People were always inquisitive and ready to help - it seemed they were not in a rush, but they really enjoyed the quality of life and being present.  I remember those first months, chit chatting with people at the grocery store, post office and just strangers here and there.  What strikes me most is that when people ask you, "How's your day going so far?", they really are waiting and wanting an answer. It's not a generic, great or not so bad. People want to know. I love the genuine interactions of my everyday life in Corvallis.

There were also times I questioned opening a Pilates studio and being a small business owner - it is a big time and life investment.  It is definitely not the same as going to an office and working for someone else.  But I am glad I took the leap of faith - to move and to start my own Pilates studio. It is hard work, but I am passionate about what I do and I love seeing the improvements in my clients' lives.

In reflection, these were the TOP 5 things I learned on this year-long adventure:

1. Be Open to what comes your way. Nothing is as how you planned it, but as long as you stay open you can learn new ways of doing things and grow.

2. Connecting with others is the entire point of life.  We aren't robots here on earth to complete a task and then move onto another task. The quality of our lives are enriched through connection with others - whether it be a pedestrian crossing the street smiling at you as you stop for them, or the person bagging your groceries.

3. It will be hard before it gets better.  When things fall apart (Pema Chodron) is when you find your own strength.  Going through tough times - whether with the people in our lives or through other challenges - forces us to dig deep and find out who we really are. Without going through the ebb and flows of life, we never get to rise to the occasion to find our voice. I am grateful for all the seasons of my life.

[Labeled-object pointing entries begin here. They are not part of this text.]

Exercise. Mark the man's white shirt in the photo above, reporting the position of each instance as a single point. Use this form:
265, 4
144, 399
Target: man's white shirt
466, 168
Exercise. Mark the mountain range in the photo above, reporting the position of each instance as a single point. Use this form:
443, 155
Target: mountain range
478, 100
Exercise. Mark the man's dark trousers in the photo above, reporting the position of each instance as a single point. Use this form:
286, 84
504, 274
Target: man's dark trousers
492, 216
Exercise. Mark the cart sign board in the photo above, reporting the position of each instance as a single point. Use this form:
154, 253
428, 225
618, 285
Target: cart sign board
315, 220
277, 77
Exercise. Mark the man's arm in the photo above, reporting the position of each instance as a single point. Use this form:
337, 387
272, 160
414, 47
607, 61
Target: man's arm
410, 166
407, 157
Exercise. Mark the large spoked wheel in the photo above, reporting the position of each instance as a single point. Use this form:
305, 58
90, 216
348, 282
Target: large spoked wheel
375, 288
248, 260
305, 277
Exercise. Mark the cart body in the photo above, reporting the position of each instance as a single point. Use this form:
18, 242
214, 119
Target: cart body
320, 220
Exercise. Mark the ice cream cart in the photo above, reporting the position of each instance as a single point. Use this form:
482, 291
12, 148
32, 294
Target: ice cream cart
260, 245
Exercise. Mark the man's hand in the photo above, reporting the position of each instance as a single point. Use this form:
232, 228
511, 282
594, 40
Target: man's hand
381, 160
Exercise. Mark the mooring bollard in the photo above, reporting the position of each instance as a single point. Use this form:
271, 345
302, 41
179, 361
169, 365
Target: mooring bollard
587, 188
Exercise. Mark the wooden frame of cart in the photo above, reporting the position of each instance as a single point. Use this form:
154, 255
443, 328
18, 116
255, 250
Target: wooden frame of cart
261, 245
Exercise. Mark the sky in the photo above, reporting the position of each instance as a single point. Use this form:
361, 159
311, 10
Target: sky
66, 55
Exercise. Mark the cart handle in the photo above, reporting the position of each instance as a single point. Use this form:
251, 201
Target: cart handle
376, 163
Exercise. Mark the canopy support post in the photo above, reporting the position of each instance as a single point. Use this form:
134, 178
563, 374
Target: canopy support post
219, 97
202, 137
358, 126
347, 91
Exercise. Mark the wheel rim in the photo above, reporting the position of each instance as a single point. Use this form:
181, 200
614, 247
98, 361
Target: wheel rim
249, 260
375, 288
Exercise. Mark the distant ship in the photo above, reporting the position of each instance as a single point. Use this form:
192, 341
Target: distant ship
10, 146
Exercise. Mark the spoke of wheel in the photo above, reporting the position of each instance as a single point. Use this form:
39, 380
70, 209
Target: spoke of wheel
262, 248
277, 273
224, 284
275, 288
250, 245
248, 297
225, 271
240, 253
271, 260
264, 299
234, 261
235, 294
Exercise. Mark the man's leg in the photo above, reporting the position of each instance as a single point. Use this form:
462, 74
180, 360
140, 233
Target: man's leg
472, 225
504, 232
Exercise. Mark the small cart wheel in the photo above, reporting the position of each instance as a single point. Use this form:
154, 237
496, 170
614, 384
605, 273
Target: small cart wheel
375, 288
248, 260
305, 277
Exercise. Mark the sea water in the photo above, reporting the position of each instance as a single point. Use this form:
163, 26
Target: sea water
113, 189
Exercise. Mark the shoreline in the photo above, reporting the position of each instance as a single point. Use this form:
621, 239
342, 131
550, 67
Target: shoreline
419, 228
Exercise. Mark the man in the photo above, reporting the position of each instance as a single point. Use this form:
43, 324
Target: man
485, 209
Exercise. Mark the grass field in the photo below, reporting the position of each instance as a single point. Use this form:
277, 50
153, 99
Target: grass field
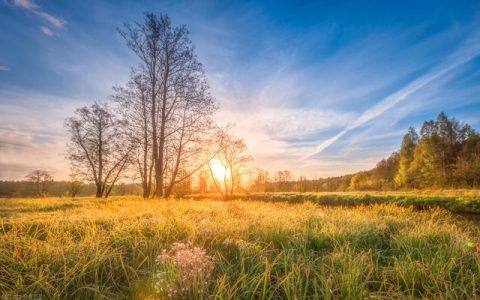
458, 201
99, 249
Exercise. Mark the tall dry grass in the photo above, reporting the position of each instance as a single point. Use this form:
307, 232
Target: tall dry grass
99, 249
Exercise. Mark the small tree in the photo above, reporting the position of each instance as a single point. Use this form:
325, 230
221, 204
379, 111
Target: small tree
99, 146
232, 158
40, 179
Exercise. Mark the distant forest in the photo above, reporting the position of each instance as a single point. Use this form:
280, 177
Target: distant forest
446, 154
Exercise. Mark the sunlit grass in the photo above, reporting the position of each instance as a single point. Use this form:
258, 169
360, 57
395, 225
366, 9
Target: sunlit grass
88, 248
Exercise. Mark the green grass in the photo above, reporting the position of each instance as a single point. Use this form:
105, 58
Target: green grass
101, 249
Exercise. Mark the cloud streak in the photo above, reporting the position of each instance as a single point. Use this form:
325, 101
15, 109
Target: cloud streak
466, 52
45, 30
31, 6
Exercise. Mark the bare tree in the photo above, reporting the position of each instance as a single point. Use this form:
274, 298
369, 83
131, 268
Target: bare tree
40, 179
98, 146
232, 157
180, 104
135, 106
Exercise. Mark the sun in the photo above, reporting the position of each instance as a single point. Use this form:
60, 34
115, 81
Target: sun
219, 171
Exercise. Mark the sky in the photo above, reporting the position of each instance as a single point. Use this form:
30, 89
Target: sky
322, 88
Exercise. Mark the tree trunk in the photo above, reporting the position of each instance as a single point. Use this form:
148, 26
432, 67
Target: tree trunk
99, 191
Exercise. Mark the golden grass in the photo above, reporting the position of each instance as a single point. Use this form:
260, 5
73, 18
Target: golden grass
88, 248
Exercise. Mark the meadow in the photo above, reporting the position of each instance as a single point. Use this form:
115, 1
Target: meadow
130, 248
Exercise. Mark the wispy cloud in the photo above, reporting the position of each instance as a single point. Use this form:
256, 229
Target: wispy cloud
466, 52
31, 6
45, 30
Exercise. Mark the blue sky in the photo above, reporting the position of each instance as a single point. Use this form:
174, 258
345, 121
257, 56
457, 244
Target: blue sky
321, 88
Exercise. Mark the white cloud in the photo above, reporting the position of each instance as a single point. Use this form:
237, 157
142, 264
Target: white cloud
32, 135
45, 30
466, 52
34, 8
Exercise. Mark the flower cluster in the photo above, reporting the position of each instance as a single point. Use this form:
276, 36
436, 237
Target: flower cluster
184, 271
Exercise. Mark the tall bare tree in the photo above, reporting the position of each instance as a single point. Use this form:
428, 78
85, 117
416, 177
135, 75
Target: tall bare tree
180, 104
135, 106
98, 146
40, 179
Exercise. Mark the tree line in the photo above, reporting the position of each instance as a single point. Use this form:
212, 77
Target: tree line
446, 154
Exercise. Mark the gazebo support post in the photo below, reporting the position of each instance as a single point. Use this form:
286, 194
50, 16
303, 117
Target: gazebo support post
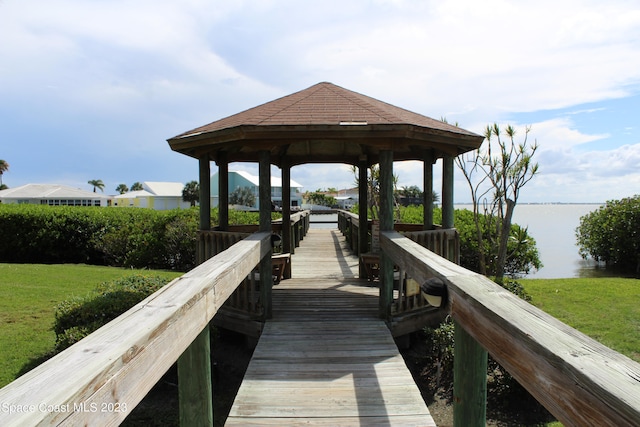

4. Oregon is beautiful. The landscape, the mountains, the farms, and the sky. It is a beautiful place to live. The rain doesn't bother me that much. I remember when my husband and I first met - my moods used to be dictated by the weather. If it was raining out, I felt dreary. If it was nice out, I was cheerful.  I learned through the years to not rely on the weather to dictate my feelings about the world. That same rule applies to everything. If something doesn't go my way, I won't be devastated by it.

5. Lastly, your home is where you are.  Sometimes I wonder what things would be like if I were still in New Jersey.  I wonder if I would have eventually quit my New York City job, if I would have continued to teach Pilates on the weekend, if I would have kept the same friends. The list goes on, but I don't ruminate on it for too long because home is where you make it.  You can choose to see all the bad things in your life, or you can see all the good - the neighbor who smiled at you today, the lonely penny you found and took the time to pick up, or the great parking spot you scored in the pouring rain.  It's not so much where you live that matters, but it's the outlook on life.  Your home is where you make it.

This year has truly been a journey of ups and downs, but I have made many friends along the way and am grateful for everything, all of it.